Vangloria, summoned and controlled by his Aether, was like an extension of his own body. Even if he couldn't move it from outside of the cockpit, he could still feel it's position and status -- and as he'd been swallowed up by this ability, he'd felt the construct grow larger and larger in relation to him. There was no way Scout Oliphant-Dawkins would have used an ability to enlarge his enemies weapon, so the obvious conclusion was that he himself had been shrunk.

It could have happened in worse places.

The room Lunalette had been deposited in seemed to be some kind of kitchen, stocked with ovens and stoves, freezers and fridges. The Baron experimentally tapped away at the controls of a nearby coffee-maker, but there was no response. Just a hollow prop, then. Why even bother with the decor if it served no purpose? An utter waste of Aether.

As he strolled through the room, the Baron showed no trace of anxiety. How long would he be restrained within this ability? Was there a time limit, or was it a conditional seal? Lunalette peered through a nearby window, and saw vast and indistinct shapes moving in the distance. The outside world, made unrecognisable by the sheer size difference.

If he were to hazard a guess, Lunalette would say that he was currently within a space that occupied less than a millimeter, floating in the spot he'd originally been taken from. When the ability ended, he most likely would be returned to that previous location. But if leaving required some kind of action from him, just sitting around thinking about it wouldn't do much good. No, not at all.

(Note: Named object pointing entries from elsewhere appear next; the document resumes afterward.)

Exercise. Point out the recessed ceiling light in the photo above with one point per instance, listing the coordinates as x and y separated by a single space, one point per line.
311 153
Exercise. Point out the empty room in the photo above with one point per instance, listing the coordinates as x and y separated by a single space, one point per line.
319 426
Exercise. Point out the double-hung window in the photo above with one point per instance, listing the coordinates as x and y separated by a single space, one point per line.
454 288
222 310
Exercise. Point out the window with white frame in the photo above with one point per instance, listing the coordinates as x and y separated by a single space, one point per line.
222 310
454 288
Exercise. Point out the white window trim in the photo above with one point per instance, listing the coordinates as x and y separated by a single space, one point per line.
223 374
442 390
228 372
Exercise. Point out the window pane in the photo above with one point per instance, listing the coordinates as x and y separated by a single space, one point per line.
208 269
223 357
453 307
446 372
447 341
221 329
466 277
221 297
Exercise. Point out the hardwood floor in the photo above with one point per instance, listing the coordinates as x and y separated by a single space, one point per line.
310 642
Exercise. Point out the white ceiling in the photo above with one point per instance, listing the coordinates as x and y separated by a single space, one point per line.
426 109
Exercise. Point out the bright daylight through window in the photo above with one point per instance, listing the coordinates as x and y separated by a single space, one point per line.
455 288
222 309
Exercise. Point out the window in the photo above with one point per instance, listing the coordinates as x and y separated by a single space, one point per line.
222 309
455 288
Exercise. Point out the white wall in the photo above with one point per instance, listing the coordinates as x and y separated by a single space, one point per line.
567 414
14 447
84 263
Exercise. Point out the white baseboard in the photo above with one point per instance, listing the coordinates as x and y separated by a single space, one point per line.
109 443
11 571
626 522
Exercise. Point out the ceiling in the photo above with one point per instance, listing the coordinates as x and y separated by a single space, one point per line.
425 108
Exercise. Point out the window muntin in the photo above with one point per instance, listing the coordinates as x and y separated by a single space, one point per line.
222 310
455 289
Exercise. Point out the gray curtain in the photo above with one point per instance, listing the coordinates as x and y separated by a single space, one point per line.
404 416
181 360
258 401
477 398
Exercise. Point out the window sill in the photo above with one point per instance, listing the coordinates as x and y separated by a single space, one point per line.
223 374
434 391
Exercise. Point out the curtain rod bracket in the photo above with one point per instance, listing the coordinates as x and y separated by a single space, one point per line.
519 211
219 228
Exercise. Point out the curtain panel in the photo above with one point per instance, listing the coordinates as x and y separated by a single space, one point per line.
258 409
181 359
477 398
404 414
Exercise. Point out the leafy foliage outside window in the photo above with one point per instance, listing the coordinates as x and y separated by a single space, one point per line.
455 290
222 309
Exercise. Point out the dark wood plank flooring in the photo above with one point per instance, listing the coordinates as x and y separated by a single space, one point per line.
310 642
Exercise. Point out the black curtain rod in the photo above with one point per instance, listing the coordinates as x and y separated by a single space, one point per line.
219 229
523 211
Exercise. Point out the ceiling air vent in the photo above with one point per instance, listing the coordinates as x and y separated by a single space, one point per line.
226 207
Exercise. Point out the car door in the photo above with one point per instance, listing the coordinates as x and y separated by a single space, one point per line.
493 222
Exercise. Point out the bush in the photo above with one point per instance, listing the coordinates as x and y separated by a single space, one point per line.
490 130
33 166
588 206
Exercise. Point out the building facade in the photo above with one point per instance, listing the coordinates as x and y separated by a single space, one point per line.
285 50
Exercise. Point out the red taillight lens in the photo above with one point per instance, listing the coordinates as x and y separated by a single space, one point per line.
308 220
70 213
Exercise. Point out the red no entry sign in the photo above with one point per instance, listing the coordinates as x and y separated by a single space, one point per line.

First thing first. Lay of the land. Lunalette gently closed his eyes and released a ping of Aether, allowing his red energy to flood through the space.

As expected, he was surrounded by his enemy’s Aether, down to the walls around him and the floor he stood on. If he traced the shape of that Aether, though, he could get an idea of the layout. Six floors, with a staircase running through the corner. Right now, he was on the bottom floor.

Plus… he could feel the spot where the Aether was thickest, most prominent, right at the top of this complex. Lunalette was willing to bet that was where Scout Oliphant-Dawkins was.

There was a possibility he was intentionally focusing Aether there as a decoy, but Lunalette doubted it. The boy had needed to use an Aether battery to pull off this bloated ability -- there was no way he'd waste his capacity with a cheap trick like that.

So, the Baron had to get up five floors to reach his adversary. He doubted it would be as easy as just walking up the stairs. Perhaps there were traps in place, or some other kind of defences?

Best to test things, first. With a grunt, Lunalette allowed a single pitchfork to crawl out of his elbow, seizing the handle with his other hand and pulling it free. It was thin and fragile, the barest sliver of Lunalette's power, but it would do.

With an analytical gleam in his eyes, the Baron released the pitchfork…and let it zoom up the stairs.

It wouldn’t take much to dismantle an ability like this. Murder was but a simple labour.